You can get the different aspect ratio by cropping, by cropping and resizing, or by cropping one dimension and adding more sensor in the other. To start even evaluating them, you'd want to know the exact pixel dimensions produced in the 16:9 mode on each camera. If the width is the same in 4:3 mode and 16:9 mode, it's probably just cropping the top and bottom of the image.

Yes, that exactly what all Olympus and most Panasonic do, crop top and bottom to get 16:9. If a duck occupies most of the frame at 16:9 then the pixels per duck at all other aspect ratios will be the same, no loss of resolution on the subject just because the top and bottom are cropped.

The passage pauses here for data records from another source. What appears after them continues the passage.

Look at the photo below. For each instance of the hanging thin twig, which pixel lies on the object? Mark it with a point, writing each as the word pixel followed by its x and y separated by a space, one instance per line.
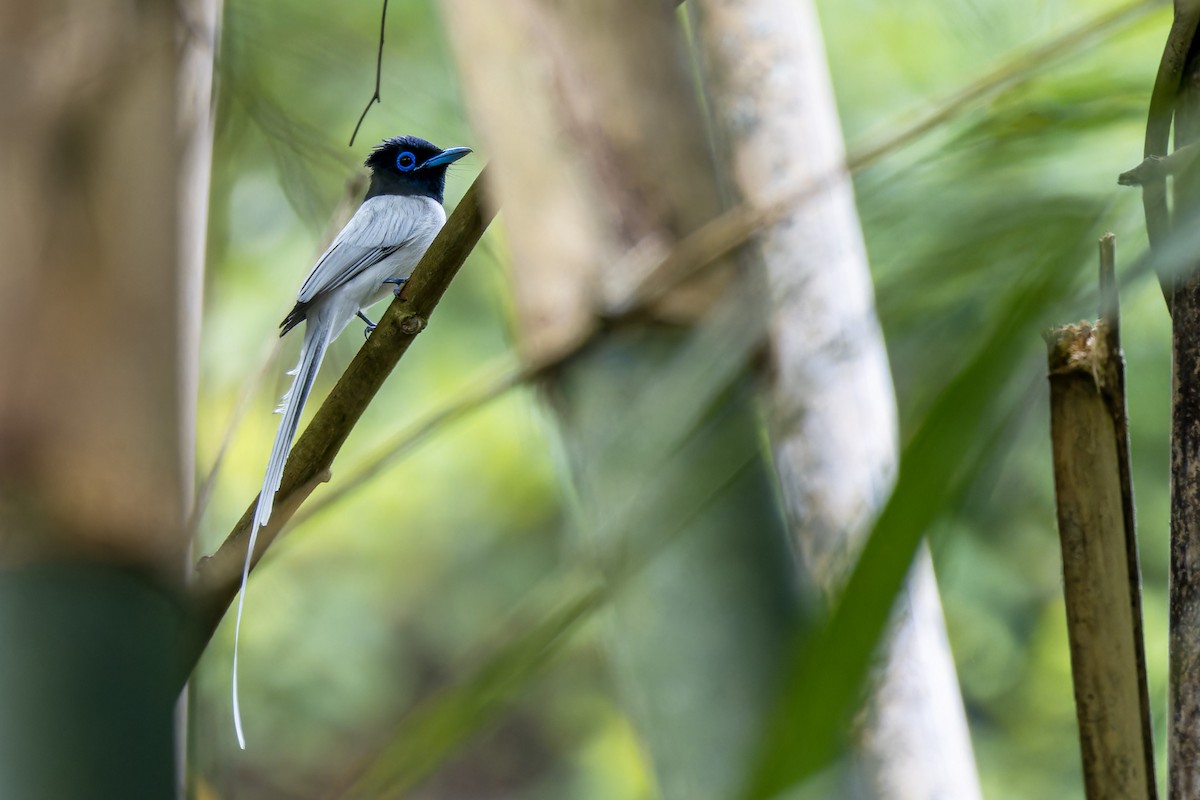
pixel 375 97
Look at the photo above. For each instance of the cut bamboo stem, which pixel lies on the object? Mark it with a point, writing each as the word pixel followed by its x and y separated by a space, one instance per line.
pixel 1099 549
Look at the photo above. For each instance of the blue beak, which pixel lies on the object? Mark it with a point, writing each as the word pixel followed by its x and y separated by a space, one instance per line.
pixel 447 156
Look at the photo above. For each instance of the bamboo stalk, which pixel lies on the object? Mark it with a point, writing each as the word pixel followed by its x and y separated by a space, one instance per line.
pixel 1099 549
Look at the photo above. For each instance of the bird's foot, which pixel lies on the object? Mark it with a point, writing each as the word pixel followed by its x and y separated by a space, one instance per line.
pixel 370 329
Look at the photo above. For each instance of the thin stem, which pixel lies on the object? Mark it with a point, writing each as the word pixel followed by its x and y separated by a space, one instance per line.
pixel 375 96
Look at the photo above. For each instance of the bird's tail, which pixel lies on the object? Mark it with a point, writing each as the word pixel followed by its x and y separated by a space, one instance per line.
pixel 312 352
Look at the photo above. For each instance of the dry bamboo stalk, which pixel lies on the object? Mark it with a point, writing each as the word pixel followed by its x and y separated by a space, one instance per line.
pixel 1099 549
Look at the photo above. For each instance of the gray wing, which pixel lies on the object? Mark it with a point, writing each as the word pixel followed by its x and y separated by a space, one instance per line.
pixel 381 227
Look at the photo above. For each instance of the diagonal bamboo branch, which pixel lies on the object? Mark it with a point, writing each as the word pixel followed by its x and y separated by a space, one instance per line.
pixel 217 576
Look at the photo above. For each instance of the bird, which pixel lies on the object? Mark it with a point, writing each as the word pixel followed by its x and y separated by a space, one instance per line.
pixel 371 257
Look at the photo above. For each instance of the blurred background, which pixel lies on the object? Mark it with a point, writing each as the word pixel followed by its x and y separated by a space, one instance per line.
pixel 402 588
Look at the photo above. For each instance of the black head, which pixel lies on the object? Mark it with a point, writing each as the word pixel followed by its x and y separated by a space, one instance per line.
pixel 407 164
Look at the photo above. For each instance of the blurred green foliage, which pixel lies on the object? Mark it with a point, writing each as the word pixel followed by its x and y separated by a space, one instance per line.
pixel 405 588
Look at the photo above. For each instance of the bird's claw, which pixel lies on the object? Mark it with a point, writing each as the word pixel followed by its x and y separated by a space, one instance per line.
pixel 370 329
pixel 400 284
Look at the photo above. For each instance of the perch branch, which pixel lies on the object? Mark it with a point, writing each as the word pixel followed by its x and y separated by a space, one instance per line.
pixel 1099 549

All cameras made now have more than enough pixels for most folks' purposes so it is a fruitless exercise to lose sleep over whether it's a multi-aspect ratio sensor or a cropped aspect ratio sensor.

The advantage at least of the Olympus raw file is that even if you shoot jpegs at 16:9 then the raw file is the full 4:3 so in post process you can maybe decide to later slide the 16:9 crop up or down a bit within the 4:3 frame. I guess Panasonic would do the same.

I find the multi aspect ratio sensored Panasonic LX3 a pain as when I switch to 16:9 then that's all the raw file I get, a 16:9, but admittedly with the slight advantage of a wider scene than at 4:3 or 3:2.